Masa lalu dan masa depan, berjalan di antara pikiran besar dan tindakan besar dari sedikit orang. Ada agen sejarah yang bermain. Tiba tiba sejarah manut atas guidance dan fikiran orang orang yang memerankan aktor itu. Syahdan, perjalan waktu mengukir tinta kelam sejarah tanah air indonesia bersama hutan, sumberdaya alam dan khazanah ekologis yang bergores luka. Semua hendak dan telah luluh lantak, biodiversiti tersentak, ulah aktor yang membuat kerimbunan berubah ‘botak’.
Sejarah Orde Baru yang memilih menghabisi hutan dan segenap isi, atas nama inventasi dan ekonomi, adalah satu diantara akibat aktor pembisik yang menyesatkan dan tak bernurani. Riau, Jambi, Ogan Kemiring Ilir, ditengah garis khatulistiwa itu, tersebab hegemoni ekonomi harus mengundur diri, adat budaya menepi, tergerus regulasi yang mencabik sistem kultural religi yang ribuan tahun menjaga daun, kayu, kutu, cacing, ulat bulu dan flora sepenuh hati.

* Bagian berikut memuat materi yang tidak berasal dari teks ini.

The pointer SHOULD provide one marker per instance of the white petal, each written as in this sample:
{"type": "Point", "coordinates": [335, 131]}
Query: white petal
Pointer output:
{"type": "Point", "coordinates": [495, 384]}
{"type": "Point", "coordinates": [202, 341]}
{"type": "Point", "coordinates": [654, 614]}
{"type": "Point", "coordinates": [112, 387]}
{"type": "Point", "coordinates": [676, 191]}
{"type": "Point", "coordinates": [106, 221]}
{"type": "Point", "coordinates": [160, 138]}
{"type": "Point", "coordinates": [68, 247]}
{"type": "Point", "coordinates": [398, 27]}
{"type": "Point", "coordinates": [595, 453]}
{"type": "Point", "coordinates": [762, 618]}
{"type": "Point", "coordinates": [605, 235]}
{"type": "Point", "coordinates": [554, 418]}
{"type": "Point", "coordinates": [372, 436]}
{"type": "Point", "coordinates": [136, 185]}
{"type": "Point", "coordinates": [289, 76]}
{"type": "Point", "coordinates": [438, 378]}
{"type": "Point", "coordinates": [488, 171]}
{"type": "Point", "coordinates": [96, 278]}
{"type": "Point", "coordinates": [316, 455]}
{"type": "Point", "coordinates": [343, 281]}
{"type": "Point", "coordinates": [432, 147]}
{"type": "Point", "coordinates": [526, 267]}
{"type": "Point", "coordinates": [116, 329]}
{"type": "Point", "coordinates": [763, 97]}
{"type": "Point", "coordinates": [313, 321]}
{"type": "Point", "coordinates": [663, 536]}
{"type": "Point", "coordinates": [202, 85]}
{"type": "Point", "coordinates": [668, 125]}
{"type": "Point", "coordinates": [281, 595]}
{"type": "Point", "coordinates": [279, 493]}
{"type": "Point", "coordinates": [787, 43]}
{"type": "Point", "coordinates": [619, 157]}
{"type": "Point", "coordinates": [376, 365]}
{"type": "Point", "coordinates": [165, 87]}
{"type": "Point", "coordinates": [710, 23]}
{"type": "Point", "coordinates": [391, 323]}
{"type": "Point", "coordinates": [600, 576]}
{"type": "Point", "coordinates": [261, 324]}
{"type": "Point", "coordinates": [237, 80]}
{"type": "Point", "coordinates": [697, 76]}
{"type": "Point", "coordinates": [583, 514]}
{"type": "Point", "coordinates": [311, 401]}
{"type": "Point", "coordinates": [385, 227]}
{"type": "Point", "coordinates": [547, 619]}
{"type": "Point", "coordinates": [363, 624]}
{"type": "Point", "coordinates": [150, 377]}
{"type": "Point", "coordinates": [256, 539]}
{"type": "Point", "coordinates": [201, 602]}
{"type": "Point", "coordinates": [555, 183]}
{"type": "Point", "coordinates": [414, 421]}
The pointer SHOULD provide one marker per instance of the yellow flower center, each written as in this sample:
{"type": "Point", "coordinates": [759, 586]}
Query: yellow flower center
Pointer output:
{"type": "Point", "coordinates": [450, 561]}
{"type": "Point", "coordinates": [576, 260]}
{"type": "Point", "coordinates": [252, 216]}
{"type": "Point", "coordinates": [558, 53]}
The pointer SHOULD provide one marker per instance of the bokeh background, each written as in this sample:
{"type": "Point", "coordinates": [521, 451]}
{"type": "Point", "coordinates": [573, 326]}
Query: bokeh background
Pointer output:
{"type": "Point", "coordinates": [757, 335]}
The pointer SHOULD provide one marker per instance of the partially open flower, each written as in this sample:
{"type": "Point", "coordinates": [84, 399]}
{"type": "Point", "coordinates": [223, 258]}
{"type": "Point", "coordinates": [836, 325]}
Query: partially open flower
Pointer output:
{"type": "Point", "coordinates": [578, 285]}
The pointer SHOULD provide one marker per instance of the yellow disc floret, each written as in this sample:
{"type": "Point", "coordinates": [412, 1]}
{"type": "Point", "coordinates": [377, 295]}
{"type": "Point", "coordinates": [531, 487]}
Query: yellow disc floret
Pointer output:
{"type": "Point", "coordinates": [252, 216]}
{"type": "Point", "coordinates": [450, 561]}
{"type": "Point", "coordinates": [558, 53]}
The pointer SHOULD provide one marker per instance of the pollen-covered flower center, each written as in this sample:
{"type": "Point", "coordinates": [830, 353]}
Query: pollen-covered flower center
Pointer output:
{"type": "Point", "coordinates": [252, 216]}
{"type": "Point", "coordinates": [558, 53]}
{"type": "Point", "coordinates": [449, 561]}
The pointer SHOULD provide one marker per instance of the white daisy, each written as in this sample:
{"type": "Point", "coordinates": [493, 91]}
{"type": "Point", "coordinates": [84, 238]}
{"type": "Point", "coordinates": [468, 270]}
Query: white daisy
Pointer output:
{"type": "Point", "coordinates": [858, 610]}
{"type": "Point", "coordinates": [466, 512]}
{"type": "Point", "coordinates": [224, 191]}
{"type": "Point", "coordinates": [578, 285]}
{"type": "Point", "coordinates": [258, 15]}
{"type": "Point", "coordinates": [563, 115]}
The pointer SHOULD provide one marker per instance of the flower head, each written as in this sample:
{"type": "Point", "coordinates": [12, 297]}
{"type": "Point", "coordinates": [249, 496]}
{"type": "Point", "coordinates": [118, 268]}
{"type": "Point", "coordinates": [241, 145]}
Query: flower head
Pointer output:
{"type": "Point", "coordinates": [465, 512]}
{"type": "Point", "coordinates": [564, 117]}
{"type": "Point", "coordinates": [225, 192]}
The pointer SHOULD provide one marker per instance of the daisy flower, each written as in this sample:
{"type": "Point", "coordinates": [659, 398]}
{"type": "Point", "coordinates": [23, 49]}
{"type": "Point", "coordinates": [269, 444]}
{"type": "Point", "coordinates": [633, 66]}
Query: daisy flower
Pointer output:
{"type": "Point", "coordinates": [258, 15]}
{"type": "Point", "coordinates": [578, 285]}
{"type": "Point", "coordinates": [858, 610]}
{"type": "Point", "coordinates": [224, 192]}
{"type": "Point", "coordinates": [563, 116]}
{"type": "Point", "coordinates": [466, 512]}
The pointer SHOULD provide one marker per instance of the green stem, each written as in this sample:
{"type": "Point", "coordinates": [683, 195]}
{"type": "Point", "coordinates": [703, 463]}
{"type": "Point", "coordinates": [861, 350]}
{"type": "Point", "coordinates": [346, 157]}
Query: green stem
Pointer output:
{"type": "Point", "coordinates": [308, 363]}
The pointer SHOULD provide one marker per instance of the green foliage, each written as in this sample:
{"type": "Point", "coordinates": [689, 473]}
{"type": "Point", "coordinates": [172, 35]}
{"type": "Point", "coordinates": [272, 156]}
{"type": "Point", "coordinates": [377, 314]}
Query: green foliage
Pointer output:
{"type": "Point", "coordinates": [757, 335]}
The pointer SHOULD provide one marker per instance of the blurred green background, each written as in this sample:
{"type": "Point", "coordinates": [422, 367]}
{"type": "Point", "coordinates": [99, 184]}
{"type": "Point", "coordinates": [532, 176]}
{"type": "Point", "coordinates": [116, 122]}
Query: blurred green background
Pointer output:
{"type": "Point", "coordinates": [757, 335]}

Sang Pecundang (baca : cukong) yang sedikit telah menjadi tirani. Tirani minoritas. Tirani Ekologi. Berkelebat cepat keluar masuk ruang ber-AC para pejabat seraya “memaksa” menguasi segala hajat, dan masyarakat melayu Riau yang menjunjung adat jadi terperanjat, disekeliling udara tersumbat, asap menjilat jilat menghiasi angkasa yang menambah luka pribumi yang melarat.

Diantara riuh rendah bergelora, negeri kami bernama Riau bin Sumatera, kini telah bagai kampung diamuk burung garuda. Dimanakah para punggawa, yang suka selfie sambil tertawa di atas boat karet kepedihan banjir bandang akibat “bid’ah” tata ruang? Inikah “Berkelanjutan” yang disepadankan dengan kata “Pembangunan” ? yang sering digaungkan dan diagungkan? Pembanguan Berkelanjutan itu ternyata membuat rakyat berkelojotan, atau sebut saja berkelanjutan dalam kelojotan. Atau membangun kelojotan kolektif masyarakat indonesia yang –karena dikolonialisasi berkali-kali- memang “tabah” daam semua perubahan.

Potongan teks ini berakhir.